Le pont "Sea Harriers" n'a pas non plus garanti le succès. Comme l'expérience des années de guerre l'a montré, un croiseur de ce type ne peut pas être désactivé en frappant les 500 livres habituels. bombes aériennes. La situation était compliquée par le fait qu'en 1968 "Belgrano" a subi une modernisation avec l'installation de deux systèmes de missiles sol-air "Sea Cat". Dans le même temps, il emportait toujours une forte artillerie antiaérienne de Bofors et d'Erlikons.
Un seul coup d'un canon de six pouces pourrait désactiver n'importe quel navire britannique (en particulier celui qui a brûlé à cause d'un missile anti-navire non explosé). Un projectile de six pouces n'est pas une blague: un "blanc" de 59 kg volant à deux vitesses du son. Quand il explose, un cratère se forme dans le sol, aussi profond que la taille d'une personne.
Une menace supplémentaire a été créée par l'escorte Belgrano. Deux destroyers (anciennement américain de guerre Allen M. Sumner) réarmés avec des missiles anti-navires Exocet.
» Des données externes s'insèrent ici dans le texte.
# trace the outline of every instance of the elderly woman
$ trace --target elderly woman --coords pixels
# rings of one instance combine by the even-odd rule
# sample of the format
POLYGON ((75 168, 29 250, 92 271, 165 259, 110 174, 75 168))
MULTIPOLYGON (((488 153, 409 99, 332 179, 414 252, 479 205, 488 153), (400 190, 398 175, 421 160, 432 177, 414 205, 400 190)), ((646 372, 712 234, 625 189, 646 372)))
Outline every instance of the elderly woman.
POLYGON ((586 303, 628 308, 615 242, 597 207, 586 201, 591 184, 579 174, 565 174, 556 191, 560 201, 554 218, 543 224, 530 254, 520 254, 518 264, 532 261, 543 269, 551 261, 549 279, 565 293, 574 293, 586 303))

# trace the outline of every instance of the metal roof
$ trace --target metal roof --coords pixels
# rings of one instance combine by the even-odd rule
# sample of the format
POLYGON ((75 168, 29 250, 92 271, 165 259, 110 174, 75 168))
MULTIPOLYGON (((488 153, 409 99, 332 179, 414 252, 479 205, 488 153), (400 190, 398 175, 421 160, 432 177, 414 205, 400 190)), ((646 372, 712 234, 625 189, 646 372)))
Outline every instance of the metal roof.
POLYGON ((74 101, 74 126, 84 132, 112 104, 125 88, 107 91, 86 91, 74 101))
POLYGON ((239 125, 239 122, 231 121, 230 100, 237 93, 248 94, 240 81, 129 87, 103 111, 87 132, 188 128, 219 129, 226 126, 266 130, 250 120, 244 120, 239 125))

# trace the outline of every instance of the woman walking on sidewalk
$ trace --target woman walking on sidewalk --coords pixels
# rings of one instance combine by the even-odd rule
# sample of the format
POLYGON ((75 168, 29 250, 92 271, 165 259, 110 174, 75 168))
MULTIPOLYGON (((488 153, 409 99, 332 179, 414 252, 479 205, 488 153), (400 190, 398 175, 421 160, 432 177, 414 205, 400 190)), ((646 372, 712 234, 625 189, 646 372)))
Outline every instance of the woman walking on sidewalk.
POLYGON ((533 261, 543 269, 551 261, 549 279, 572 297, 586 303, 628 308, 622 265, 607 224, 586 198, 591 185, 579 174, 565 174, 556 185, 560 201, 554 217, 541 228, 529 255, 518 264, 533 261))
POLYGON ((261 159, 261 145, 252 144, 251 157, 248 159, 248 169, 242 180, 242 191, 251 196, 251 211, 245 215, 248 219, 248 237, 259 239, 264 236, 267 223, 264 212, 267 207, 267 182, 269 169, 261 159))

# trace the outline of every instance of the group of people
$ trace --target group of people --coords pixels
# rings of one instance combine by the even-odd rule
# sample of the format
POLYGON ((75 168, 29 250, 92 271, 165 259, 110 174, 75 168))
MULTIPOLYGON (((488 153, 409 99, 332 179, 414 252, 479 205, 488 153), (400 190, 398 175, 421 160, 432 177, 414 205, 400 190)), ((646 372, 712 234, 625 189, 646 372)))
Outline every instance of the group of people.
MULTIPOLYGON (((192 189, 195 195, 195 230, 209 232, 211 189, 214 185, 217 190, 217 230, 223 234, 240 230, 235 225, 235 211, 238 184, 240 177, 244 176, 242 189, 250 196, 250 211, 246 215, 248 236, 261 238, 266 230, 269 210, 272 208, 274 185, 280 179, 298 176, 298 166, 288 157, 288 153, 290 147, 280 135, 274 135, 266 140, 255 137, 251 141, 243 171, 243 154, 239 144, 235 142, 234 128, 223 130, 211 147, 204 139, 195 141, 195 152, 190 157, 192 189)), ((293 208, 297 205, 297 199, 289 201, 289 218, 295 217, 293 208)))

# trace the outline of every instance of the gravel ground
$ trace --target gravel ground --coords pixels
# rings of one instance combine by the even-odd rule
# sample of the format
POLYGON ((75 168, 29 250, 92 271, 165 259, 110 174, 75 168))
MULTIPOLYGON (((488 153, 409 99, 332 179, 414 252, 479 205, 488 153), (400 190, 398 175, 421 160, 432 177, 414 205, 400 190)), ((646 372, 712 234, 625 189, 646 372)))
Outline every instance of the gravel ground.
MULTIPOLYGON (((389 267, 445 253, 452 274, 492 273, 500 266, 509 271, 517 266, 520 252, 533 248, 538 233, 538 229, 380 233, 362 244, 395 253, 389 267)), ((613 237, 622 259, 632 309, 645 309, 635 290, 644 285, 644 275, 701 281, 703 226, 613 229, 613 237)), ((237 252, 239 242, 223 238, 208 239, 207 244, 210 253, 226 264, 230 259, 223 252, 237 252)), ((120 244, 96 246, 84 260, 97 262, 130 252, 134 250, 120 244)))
Il n'y avait qu'une seule option possible. Derrière la poupe du General Belgrano, une ombre invisible, le sous-marin nucléaire Conquerror, a plané tout au long de la journée.
Le 4 mai 1982, à 15h57, le sous-marin Conquerror a tiré une salve de trois torpilles, devenant le premier sous-marin nucléaire de l'histoire à couler un navire dans des conditions de combat réelles.
L'explosion de la première torpille arracha le nez du Belgrano, la seconde fit un trou de 20 mètres à bâbord. Le croiseur est allé sous l'eau, emportant avec lui 323 personnes des 1093 qui étaient à bord.
Il est curieux que la raison de la mort du croiseur soit les torpilles britanniques non guidées Mark VIII du modèle 1927. Malgré la présence de torpilles "Tigerfish" modernes, le commandant du sous-marin a choisi une vieille arme éprouvée. Et cela a apporté la victoire. Super cliché, monsieur ! Sur les trois torpilles tirées, deux ont touché le croiseur, la troisième a laissé une entaille dans le flanc du destroyer Ippolito Bouchard (fusible raté).
Le croiseur a été coulé en dehors de la zone de 200 milles déclarée par les Britanniques de la DB. Cependant, toute insinuation sur la légalité de l'utilisation d'armes n'aboutit à rien. Le sens de la "zone de guerre" de 200 milles était d'éviter les pertes parmi les avions civils et les navires de pays tiers. D'un point de vue militaire, c'était une pure convention. Un exemple de ceci est le Belgrano coulé. L'exemple inverse est celui des avions militaires argentins opérant à partir de bases aériennes sur le continent.
Une chose est sûre, le tir du Conkerror a prédéterminé l'issue de la guerre, forçant la flotte argentine à retourner dans ses bases et à ne partir qu'à la fin de la guerre.